Having mandatory programs like in Australia, England and Norway can logically help to have consistent data. But as the cases have shown, people will not use the technical capabilities if they do not have control over it. A survey in the European Union (EU) showed that the major barriers to sharing electronic health data was the premier risk of privacy breaches.
The EU defined consent to be the fundamental reason for lawful data collection according to Article 6 (1) (a) GDPR. Albeit, the processing of health data is prohibited under Article 9 (1) GDPR, there are many exceptions (Article 9 (2) GDPR) such as inter alia statistical research and defence of legal claims.

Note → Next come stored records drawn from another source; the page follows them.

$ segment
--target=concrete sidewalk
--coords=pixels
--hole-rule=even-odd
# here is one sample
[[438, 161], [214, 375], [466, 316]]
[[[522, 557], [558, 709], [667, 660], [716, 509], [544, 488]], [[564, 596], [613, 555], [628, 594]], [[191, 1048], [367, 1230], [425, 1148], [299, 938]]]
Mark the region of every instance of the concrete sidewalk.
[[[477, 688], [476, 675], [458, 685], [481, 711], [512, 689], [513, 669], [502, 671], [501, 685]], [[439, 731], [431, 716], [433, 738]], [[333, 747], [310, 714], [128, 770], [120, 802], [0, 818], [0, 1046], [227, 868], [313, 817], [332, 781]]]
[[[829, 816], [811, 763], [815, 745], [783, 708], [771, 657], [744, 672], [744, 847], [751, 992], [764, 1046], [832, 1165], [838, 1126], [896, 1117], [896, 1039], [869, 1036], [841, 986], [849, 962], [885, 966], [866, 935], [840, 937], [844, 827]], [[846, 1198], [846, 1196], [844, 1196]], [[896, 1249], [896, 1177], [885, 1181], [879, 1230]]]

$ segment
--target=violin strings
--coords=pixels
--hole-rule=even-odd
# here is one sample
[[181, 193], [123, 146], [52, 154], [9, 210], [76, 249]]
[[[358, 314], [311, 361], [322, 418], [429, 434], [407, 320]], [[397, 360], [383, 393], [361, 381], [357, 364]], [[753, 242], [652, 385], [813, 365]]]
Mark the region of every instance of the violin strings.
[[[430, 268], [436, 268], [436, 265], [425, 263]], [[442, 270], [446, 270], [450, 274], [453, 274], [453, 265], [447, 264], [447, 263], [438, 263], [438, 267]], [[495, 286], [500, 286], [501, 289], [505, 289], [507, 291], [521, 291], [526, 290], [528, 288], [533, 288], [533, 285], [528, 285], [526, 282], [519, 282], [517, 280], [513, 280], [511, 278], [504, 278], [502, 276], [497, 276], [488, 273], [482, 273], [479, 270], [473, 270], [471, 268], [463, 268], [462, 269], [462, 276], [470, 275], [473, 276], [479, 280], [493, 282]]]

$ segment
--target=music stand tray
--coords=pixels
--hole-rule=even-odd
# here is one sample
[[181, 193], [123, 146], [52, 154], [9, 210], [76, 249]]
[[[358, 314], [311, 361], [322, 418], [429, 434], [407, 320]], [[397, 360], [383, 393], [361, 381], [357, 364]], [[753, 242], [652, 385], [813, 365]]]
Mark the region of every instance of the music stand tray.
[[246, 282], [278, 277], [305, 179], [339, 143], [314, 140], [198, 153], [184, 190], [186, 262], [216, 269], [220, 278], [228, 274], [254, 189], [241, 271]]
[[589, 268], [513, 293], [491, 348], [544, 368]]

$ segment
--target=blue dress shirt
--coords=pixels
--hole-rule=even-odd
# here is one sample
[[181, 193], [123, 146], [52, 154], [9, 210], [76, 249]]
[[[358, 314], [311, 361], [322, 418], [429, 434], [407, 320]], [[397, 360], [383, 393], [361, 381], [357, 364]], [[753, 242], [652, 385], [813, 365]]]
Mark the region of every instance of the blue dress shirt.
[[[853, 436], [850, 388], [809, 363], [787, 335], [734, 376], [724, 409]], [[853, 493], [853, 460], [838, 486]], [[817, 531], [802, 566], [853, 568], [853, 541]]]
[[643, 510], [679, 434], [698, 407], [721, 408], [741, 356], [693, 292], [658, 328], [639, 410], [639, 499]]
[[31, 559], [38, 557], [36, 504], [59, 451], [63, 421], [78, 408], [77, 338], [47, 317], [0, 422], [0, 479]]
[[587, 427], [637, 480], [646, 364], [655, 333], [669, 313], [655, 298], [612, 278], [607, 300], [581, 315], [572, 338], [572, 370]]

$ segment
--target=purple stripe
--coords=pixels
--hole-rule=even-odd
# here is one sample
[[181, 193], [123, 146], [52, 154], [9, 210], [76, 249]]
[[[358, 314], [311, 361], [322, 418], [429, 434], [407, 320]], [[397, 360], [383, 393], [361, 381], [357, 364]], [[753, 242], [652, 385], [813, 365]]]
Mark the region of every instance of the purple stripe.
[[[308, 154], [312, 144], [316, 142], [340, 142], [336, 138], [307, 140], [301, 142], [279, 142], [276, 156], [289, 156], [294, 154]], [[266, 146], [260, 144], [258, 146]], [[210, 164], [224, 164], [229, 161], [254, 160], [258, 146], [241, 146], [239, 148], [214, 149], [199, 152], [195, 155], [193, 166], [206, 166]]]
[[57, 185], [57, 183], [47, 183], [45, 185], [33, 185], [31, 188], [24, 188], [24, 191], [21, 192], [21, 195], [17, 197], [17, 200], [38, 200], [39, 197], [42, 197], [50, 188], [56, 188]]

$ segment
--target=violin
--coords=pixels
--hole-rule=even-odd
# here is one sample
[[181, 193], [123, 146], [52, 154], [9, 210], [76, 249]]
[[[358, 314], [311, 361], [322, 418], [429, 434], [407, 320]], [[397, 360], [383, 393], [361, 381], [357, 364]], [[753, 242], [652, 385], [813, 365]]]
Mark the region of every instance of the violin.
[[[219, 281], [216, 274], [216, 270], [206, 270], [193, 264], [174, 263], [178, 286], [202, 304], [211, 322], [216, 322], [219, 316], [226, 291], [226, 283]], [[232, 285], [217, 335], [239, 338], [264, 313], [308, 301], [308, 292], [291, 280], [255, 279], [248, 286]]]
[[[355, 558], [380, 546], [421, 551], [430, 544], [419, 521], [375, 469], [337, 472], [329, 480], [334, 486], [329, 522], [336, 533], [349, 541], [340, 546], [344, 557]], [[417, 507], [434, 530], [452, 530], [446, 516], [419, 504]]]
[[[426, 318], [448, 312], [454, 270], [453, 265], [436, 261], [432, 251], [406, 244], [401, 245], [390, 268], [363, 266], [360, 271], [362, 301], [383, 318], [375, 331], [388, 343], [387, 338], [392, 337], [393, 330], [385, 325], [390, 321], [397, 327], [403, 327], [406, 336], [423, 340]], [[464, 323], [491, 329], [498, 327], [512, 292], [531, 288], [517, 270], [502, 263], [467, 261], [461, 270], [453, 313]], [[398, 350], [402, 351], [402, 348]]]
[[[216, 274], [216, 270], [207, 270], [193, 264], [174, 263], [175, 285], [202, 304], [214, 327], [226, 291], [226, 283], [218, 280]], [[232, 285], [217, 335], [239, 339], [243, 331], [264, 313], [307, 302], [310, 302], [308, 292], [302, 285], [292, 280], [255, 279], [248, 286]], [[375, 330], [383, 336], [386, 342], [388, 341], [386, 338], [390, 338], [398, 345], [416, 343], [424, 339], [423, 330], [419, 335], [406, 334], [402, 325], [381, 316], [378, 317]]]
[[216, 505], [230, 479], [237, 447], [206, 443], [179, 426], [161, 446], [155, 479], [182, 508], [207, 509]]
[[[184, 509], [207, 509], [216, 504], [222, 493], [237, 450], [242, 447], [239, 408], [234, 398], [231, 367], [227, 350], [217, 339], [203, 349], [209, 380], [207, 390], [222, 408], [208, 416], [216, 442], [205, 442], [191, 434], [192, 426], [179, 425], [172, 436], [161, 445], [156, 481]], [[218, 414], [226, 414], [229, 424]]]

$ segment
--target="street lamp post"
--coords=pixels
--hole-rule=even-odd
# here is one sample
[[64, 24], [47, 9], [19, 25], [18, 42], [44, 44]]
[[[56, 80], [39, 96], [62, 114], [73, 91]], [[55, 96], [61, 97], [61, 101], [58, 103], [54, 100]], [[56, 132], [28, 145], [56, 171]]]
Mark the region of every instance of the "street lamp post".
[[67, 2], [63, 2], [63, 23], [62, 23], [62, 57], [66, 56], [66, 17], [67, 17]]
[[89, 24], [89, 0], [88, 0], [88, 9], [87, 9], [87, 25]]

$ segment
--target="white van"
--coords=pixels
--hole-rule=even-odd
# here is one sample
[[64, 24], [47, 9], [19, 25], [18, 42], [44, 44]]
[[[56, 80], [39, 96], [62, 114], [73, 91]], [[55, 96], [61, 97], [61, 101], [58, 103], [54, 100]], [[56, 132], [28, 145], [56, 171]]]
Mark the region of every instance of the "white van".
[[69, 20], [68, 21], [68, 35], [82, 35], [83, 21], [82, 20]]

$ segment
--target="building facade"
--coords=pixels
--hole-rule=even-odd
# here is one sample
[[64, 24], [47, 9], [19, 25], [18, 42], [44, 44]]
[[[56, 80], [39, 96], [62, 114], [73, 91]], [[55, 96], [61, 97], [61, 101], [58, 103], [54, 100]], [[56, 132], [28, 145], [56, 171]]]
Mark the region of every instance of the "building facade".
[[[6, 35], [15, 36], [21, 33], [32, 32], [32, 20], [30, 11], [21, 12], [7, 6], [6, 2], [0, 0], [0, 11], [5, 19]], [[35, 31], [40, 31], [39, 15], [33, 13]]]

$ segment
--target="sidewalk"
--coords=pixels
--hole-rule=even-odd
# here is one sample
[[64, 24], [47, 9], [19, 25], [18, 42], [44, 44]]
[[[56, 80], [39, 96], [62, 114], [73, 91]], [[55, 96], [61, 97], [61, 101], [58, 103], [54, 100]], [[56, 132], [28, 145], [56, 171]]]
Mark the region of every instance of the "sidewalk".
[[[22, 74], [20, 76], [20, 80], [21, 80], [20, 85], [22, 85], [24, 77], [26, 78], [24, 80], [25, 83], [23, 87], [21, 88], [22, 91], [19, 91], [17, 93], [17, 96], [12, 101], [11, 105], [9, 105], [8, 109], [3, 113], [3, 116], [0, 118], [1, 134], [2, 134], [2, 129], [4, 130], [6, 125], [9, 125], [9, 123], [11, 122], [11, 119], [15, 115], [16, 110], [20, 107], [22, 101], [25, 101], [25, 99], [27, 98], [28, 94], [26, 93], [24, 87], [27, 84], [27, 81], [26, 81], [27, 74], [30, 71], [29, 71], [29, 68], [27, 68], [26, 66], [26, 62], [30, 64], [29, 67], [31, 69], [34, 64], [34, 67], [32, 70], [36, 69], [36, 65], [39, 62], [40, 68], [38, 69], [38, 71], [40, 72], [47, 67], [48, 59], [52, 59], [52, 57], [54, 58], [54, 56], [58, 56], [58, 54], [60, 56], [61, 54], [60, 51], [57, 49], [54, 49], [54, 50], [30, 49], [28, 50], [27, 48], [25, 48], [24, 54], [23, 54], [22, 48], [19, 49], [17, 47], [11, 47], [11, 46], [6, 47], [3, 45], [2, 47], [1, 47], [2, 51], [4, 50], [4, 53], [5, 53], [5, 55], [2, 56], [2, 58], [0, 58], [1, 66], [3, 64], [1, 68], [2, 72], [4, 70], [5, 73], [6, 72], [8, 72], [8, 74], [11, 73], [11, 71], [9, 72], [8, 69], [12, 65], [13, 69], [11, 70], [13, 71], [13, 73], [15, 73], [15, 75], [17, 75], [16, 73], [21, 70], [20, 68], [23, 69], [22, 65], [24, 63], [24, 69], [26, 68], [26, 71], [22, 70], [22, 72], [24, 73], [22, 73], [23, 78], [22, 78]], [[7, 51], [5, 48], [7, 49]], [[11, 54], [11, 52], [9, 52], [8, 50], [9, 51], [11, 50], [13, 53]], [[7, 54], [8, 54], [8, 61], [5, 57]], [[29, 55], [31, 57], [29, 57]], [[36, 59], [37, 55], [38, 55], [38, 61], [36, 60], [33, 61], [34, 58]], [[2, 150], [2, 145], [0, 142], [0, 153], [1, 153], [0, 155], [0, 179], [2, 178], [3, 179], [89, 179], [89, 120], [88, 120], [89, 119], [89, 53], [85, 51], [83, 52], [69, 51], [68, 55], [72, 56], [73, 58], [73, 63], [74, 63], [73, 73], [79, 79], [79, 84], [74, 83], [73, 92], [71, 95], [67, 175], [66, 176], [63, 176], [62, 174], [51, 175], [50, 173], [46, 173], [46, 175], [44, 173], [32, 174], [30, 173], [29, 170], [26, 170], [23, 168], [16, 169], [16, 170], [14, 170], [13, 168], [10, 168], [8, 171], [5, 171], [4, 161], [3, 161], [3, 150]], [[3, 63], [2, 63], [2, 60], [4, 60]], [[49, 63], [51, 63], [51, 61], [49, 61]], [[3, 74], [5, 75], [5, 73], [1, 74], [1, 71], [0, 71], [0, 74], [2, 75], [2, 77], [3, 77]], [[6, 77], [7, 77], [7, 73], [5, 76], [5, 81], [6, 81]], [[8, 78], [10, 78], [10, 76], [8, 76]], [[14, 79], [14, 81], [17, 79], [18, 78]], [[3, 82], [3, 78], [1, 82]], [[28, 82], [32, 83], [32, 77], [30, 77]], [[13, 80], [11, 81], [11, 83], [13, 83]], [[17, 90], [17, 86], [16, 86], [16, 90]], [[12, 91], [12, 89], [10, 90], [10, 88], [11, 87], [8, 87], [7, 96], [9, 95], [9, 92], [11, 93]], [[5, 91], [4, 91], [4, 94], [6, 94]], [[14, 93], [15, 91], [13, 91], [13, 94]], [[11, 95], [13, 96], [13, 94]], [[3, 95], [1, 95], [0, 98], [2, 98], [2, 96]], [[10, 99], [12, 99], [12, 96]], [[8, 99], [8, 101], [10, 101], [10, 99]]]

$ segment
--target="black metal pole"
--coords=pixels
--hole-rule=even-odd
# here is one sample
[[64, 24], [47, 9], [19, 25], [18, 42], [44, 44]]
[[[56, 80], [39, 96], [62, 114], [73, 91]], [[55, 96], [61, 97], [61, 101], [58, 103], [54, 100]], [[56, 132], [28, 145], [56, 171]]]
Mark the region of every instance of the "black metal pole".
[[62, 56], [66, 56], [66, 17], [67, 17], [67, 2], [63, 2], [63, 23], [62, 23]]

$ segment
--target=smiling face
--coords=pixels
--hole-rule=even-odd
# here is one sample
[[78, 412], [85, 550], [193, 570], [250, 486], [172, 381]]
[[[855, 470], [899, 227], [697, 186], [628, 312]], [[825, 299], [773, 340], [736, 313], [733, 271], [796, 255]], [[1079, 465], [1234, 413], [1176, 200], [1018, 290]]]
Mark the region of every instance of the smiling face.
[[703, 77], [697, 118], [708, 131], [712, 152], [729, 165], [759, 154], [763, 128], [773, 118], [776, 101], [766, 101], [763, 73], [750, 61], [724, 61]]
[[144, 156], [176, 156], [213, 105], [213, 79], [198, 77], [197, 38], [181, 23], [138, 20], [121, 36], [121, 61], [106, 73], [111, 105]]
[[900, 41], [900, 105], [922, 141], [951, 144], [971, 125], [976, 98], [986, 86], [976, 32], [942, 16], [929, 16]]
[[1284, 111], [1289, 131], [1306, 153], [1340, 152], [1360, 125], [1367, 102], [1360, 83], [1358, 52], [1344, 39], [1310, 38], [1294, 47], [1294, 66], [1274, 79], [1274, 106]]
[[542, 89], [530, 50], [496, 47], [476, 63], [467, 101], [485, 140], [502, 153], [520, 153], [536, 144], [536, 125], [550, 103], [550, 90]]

It can be difficult to understand the complexity for some people. Critics say even the language in which the consent is framed can lead to misunderstandings. Which can be overwhelming and thereby cause loss of trust. Article 12 (1) and 32 of the GDPR require information to be in a easy accessible form and consent should be given by a clear affirmative act. Unequal power balances can lead to a feeling of duress, for decisions to be free, the controller needs to eliminate all imbalances of power and indirect externally effects. Therefore no government nor any company should have the opportunity and the legal basis to use health information to their advantage.
Having the control to delete information and to revoke consent gives power to the patient. The Australian legislation reacted to the above mentioned pressure on MyHR and passed a bill that allows patients to permanently delete the records. It grants the right to be forgotten not only for health records but in any situation. No health record would be released without a court order or personal permission.
In Estonia 90% of the doctors trust and use the centralised record that is encrypted by blockchain technology. They preserve the right to determine access to the data to the patient which shows that well functioning eHealth records can be used responsibly.
E-health can be compatible with privavy
Lawfulness, fairness and transparency are the principles of the GDPR and consent is the foundation to all data processing. This should apply for all health records. It is essential for every health care system to be trusted by citizens. Which can only be achieved through control of data and information. As some countries proved in the past months and years, it is possible to find creative and efficient solutions for a system that protects privacy and retains self-determination. Health information is intimate information, therefore digital responsibility should be treated just like patient confidentiality.